И тут я снова начинаю упиваться проникновенностью авторского стиля, этим выражением самоироничного взгляда как бы на себя со стороны. На себя, на свою героиню. И я, читатель, уже невольно померяю себя этим же взглядом с толикой иронии на собственное стояние в "очереди на исповедь". И будто планетарно сквозящая истина кометой витает где-то рядом в стенах храма, но невозможно ухватить ее, невозможно осязать…
И здесь пленяет завораживающая манера автора передавать то самое внутренне волнующее состояние:
"“Постница ты этакая!” — опять внезапно подумалось ей, словно ветер сквозной прошел над душою и возмутил, взморщил покойные воды. И почудилась ей невольная кривая улыбка на ее собственных губах. Хотя она знала, что в церкви всегда мрачнеет и падает духом от осознания совершенно неподъемной для одной души греховности. И уж точно, что никогда не улыбается.
И вдруг... Ну, в общем... Ни к селу, ни к городу... Ничто не предвещало, так сказать... Тихо было на душе, бережно... Или это была только иллюзия? А как же: постница ты этакая? Вот где уже были истоки этой... ну, просто неуместной, что ли, и несправедливой, если честно сказать, мысли. А слова эти сказаны были как бы вслух и кем-то другим, но и это не оправдание. Короче: ”Рисованый балаган!“. Вот что прокричалось в полный голос в мозгу Ираиды. И она ужаснулась услышанному".
И вот уже ловлю себя на мысли, что вместе с Ираидой сочувствую тому, "как побледнел и отшатнулся священник". Видно пришлый исповедующийся, бесцеремонно просочившийся сквозь очередь, сказал что-то такое, отчего отец Александр не дал ему разрешительной молитвы, не допустил, как видно, к причастию". И удивляюсь вместе с героиней, как же священник пропускает все это через свое сердце! Как же ему должно быть плохо от этого непомерного груза тяжести людских грехов…

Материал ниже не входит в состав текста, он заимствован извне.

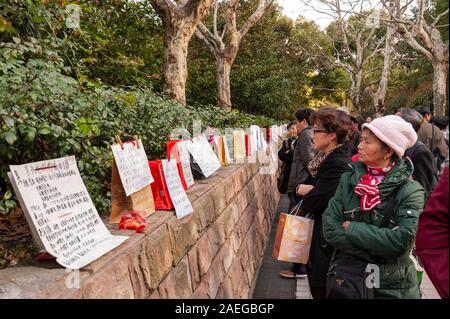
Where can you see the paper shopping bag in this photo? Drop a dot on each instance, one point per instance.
(159, 187)
(141, 200)
(293, 239)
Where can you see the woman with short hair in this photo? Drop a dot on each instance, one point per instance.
(353, 220)
(332, 132)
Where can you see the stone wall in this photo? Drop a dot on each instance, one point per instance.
(212, 253)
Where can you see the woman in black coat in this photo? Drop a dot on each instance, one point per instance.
(286, 154)
(331, 137)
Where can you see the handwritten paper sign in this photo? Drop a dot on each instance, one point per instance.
(63, 217)
(132, 164)
(274, 134)
(239, 144)
(178, 196)
(204, 155)
(254, 133)
(183, 150)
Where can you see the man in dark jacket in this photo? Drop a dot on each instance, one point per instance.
(425, 170)
(432, 237)
(303, 153)
(432, 136)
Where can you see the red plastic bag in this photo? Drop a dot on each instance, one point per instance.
(133, 220)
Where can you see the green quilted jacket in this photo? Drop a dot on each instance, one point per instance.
(388, 247)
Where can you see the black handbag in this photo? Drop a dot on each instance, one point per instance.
(347, 275)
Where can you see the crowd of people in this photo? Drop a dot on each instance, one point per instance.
(378, 193)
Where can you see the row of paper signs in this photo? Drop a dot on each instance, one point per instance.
(62, 217)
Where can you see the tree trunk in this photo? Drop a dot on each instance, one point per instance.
(380, 95)
(176, 41)
(223, 82)
(440, 72)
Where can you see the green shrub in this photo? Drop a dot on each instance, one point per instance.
(45, 114)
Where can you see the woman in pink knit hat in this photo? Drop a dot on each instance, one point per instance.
(372, 219)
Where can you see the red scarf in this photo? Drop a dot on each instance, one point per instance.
(368, 187)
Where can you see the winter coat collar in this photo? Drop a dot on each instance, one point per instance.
(400, 174)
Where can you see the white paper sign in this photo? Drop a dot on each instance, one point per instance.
(229, 140)
(204, 155)
(183, 150)
(61, 211)
(239, 144)
(178, 196)
(132, 164)
(254, 133)
(263, 141)
(273, 151)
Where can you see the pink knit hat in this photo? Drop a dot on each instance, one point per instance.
(394, 131)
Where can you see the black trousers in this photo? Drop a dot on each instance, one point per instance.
(316, 292)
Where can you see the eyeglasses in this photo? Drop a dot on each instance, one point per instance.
(320, 130)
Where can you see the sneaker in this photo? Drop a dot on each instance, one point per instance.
(290, 274)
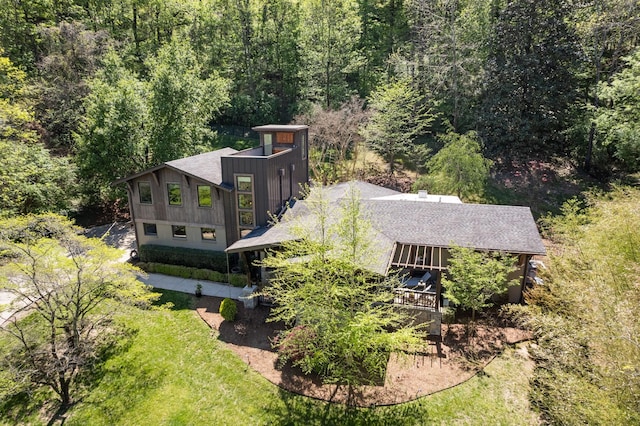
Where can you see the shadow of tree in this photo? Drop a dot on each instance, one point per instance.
(290, 409)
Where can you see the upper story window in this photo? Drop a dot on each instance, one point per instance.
(204, 196)
(144, 191)
(244, 200)
(267, 138)
(303, 146)
(175, 194)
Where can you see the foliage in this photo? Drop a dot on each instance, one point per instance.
(65, 283)
(529, 85)
(191, 370)
(195, 258)
(475, 277)
(458, 168)
(237, 280)
(228, 309)
(333, 140)
(399, 115)
(114, 128)
(181, 103)
(329, 292)
(617, 122)
(584, 317)
(32, 179)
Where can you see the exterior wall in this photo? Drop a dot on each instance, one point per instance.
(193, 239)
(189, 214)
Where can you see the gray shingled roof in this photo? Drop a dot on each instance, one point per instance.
(205, 166)
(482, 226)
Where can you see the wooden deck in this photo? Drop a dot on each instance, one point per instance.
(416, 298)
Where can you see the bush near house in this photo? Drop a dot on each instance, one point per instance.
(236, 280)
(195, 258)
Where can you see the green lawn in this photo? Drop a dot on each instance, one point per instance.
(174, 372)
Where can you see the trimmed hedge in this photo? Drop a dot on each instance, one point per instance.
(228, 309)
(195, 258)
(236, 280)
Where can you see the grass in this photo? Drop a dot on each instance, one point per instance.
(176, 372)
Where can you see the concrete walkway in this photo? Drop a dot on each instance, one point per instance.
(186, 285)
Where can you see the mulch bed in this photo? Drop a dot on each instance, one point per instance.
(440, 366)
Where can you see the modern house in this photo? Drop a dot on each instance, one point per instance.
(413, 233)
(209, 201)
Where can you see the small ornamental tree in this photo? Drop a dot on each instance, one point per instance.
(474, 277)
(459, 168)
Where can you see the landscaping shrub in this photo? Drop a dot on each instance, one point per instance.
(228, 309)
(195, 258)
(193, 273)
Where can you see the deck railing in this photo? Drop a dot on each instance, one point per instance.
(416, 298)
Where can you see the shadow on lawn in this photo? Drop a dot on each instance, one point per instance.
(294, 410)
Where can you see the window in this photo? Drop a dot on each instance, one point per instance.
(150, 229)
(303, 146)
(244, 184)
(268, 144)
(204, 195)
(246, 218)
(208, 234)
(284, 137)
(175, 194)
(179, 231)
(144, 191)
(245, 201)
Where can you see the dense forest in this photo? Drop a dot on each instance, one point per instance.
(450, 90)
(91, 91)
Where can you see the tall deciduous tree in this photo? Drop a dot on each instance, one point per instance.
(618, 121)
(399, 114)
(183, 101)
(65, 284)
(32, 179)
(473, 278)
(458, 168)
(529, 80)
(344, 326)
(113, 140)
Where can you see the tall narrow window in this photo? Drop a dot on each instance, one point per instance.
(204, 195)
(175, 194)
(144, 191)
(245, 204)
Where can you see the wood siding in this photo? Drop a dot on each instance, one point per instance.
(188, 214)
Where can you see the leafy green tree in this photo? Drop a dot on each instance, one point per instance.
(71, 56)
(399, 114)
(458, 168)
(344, 326)
(584, 316)
(32, 179)
(182, 103)
(473, 277)
(530, 85)
(65, 285)
(113, 140)
(618, 121)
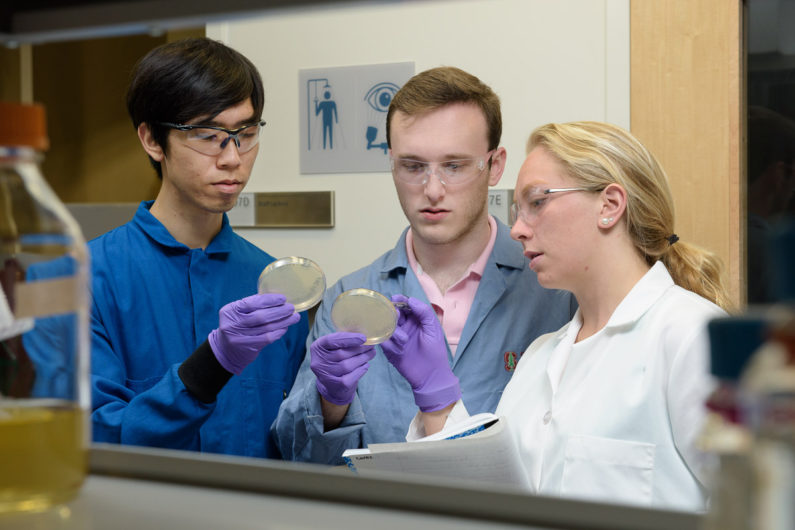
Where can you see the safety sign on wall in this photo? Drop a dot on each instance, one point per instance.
(343, 116)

И уже потом, "облегченная исповедью и осчастливленная причастием, она с рассеянной полуулыбкой смотрела из окна троллейбуса на почти безлюдные, пыльные летние улицы…" Хотя — "Ей казалось, что священник и слушал ее вполуха, и смотрел как бы поверх головы, а думал, может быть, об этом кремнистом, приземистом носителе страшной и опасной тайны". Нет, она улыбалась. И пожалуй, улыбалась не самому очищению от грехов, а собственной вере в то, что такое очищение возможно. Как возможно задаться внутренним вопросом: "Что Ти принесу? Что Ти воздам, Владыко?"
Лично меня рассказ наталкивает на мысль: "Не существует никакого отпущения грехов! Ни в храме земном, ни в небесах. И потому жить надо, или хотя бы стараться жить, именно по Божьим заповедям!" У кого-то могут возникнуть иные мысли в "очереди на исповедь". Ведь в том и мастерство писателя — помочь читателю включить свой собственный мыслительный процесс. И Лидии Григорьевой, кажется, это вполне удалось. Ведь в каждом ее рассказе живет своя — Божья искра! Искра, со стремительной скоростью перелетающая от полыхающего букета тюльпанов в ночном такси до полыхающего оперения птиц в долине. В долине, где по моему ощущению, уже ничего не происходит. И уже не сам человек, а эта искра пронеслась по мосту жизни с шаткими ступенями. Она неслась, будоража сердце и приподнимая душу. Она неслась от видимости блаженства бытия в блаженное — ХОЧУ НЕ БЫТЬ!